Having shipped over 120,000 vehicles globally last year on the back of robust demand in the US and China, North American sales have dropped 26% during the first half of the year and like everyone else, FCA’s Chinese market fortunes are in reverse. Worse still is last month’s European sales figures, with Alfa Romeo’s deliveries dropping 56% in Italy, 66% in France and 70% in Spain. What on earth is happening?
What we know is that Alfa Romeo’s core models in Europe are either very long in the tooth (Giulietta) or have already met their date with the eternal (MiTo). The Giulia on the other hand; arguably the most superficially attractive car in its sector is a fine car according to most assessments, while even if its appearance is not an entirely unqualified success, the Stelvio crossover is at least equally competent, yet neither is performing anywhere close to market projections.
Some might point out Alfa Romeo’s longstanding reputation for mechanical and electronic frailty, but the current models don’t appear to be significantly worse in that area than many. Then there is pricing, with many of the view that the fabled Italian marque has not quite earned the right to charge premium prices for its wares – a matter of debate perhaps.

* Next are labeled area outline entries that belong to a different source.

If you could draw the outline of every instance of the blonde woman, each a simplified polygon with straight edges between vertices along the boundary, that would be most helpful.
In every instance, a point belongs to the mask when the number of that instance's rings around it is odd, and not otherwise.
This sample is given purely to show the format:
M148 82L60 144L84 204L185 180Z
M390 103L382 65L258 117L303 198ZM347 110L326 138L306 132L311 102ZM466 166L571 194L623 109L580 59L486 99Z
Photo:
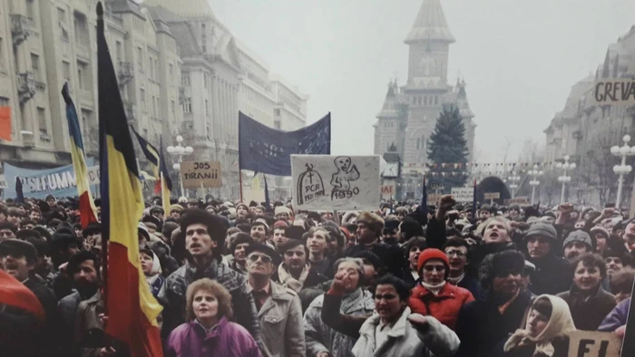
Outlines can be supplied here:
M230 322L231 295L219 283L203 278L188 286L186 320L170 333L166 357L260 357L249 333Z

However, an area of the ownership experience FCA seem either incapable or unwilling to address is that of their dealers. Firstly, try finding one. But of even more significance is the dealership ambience itself, which does seem, despite Alfa’s upmarket pretensions, to be anything but.
Add in a level of service which is consistently criticised, so even if the product was class-leading, the customer experience leaves something to be desired. Because what the numbers tend to underline is that while customers might be tempted to give the Scudetto a punt, they are perhaps less minded to repeat the experience.
There is speculation now, which has been echoed by ANE’s commentator, that within FCA’s new regime under Mike Manley, Alfa Romeo has ceased to be a priority, and with no new product in the pipeline, reputedly until 2021, Alfa’s decline seems unlikely to be arrested anytime soon by the injection of new product. Clearly, Alfa needs the promised Tonale CUV now, not in two year’s time, when it will definitely be too late.
Mr. Manley’s priority appears to lie with mergers and acquisitions so once again the Biscione’s fortunes appear to be in a holding pattern, pending better fortunes. Meanwhile, the situation is not aided by the revolving door of chief executives who arrive, before just as swiftly departing again – the most recent being Tim Kuniskis, who barely warmed his seat before being whisked back to the land of the free. Continuity and consistency, never particular bywords at Arese, certainly wouldn’t hurt, but frankly the only area of consistency one can discern is FCA management’s inconsistency.
Where all of this is going is hard to predict, but it doesn’t require a genius to establish that it doesn’t at all bode well. And while some of us suggested at the time that it would be an upward struggle to re-establish Alfa Romeo in the wake of its enforced hiatus, few could have predicted just how difficult it would prove to be.
Yet here we are once more contemplating another period of suspended animation, pending the next revival phase. How much longer can the agony be prolonged? Has Alfa’s last chance already been squandered or is there a way back from here?